P.S. I will search for anycast in description of ip whois data when I get
a chance and if its not long and interesting may post summary here as well.
Service for the nameservers NS-EXT.VIX.COM and NS-EXT.ISC.ORG are provided by an anycast cluster along the lines described in:
http://www.isc.org/pubs/tn/index.pl?tn=isc-tn-2004-1.txt
http://www.nanog.org/mtg-0505/abley.cluster.html
So, service is distributed over multiple hosts using anycast, but the scope of the anycast is limited geographically to a single location in a single AS.
Joe
6to4 is alive and well.
Joe
But not well deployed on the v6 side, as I noted earlier this year. There
aren't enough North America exit routes to cover some of the v6 networks
there.

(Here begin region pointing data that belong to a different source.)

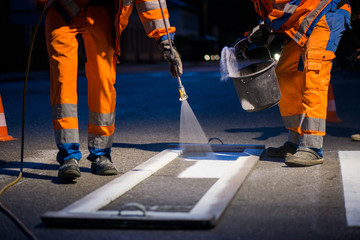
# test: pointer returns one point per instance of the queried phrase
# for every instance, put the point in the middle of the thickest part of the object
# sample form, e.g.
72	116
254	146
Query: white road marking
210	168
350	168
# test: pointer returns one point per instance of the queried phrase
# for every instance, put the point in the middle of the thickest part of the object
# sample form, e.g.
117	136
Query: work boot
283	151
69	169
103	166
304	157
355	137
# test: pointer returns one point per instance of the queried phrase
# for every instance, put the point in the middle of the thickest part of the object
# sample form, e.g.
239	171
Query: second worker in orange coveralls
313	29
98	25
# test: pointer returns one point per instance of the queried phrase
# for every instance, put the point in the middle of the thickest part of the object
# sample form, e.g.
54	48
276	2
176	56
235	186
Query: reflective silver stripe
127	2
155	24
101	119
293	121
311	141
307	20
64	110
67	136
294	137
314	124
150	5
71	6
288	8
97	141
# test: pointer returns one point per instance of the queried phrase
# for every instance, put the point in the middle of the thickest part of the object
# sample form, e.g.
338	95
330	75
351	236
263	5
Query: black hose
3	209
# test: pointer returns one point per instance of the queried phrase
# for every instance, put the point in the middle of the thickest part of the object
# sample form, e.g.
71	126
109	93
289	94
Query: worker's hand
173	59
259	35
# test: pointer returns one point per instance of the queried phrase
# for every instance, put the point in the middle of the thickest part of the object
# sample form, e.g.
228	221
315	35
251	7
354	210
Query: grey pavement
275	201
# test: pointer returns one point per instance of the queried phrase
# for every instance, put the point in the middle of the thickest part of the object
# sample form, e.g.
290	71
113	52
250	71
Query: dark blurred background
204	27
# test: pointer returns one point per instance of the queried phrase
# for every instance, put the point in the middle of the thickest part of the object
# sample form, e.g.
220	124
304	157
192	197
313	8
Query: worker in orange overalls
313	29
97	24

Of course, there aren't enough North America v6 nets, either. <g>
* Joe Abley:
Ah yes, that's true, and we've been bitten by that.
At ISC, we have an unusually large population of external users using 6to4 to reach us, since most things we host are available on v6, and also because most things we host are of interest to developers who probably have more energy for turning things like 6to4 on than most people.
Our 6to4-using client population became much more happy once I deployed a 6to4 relay router inside AS3557, and had people use it directly instead of the anycast 6to4 relay router address. I don't think I've had a single complaint reported since I turned that on, in fact.
Advertising 2002::/16 and 192.88.99.0/24 for global transit from AS 3557 is on the to-do list. No ETA for that right now, however.
Joe
Thanks!
Am I reading your CENTR presentation correctly as saying that you're announcing all four prefixes from all five locations?
-Steve
I read it as they have the ability to announce all four from any location, but by default, they don't... rather each prefix is enabled from at least three of the five locations.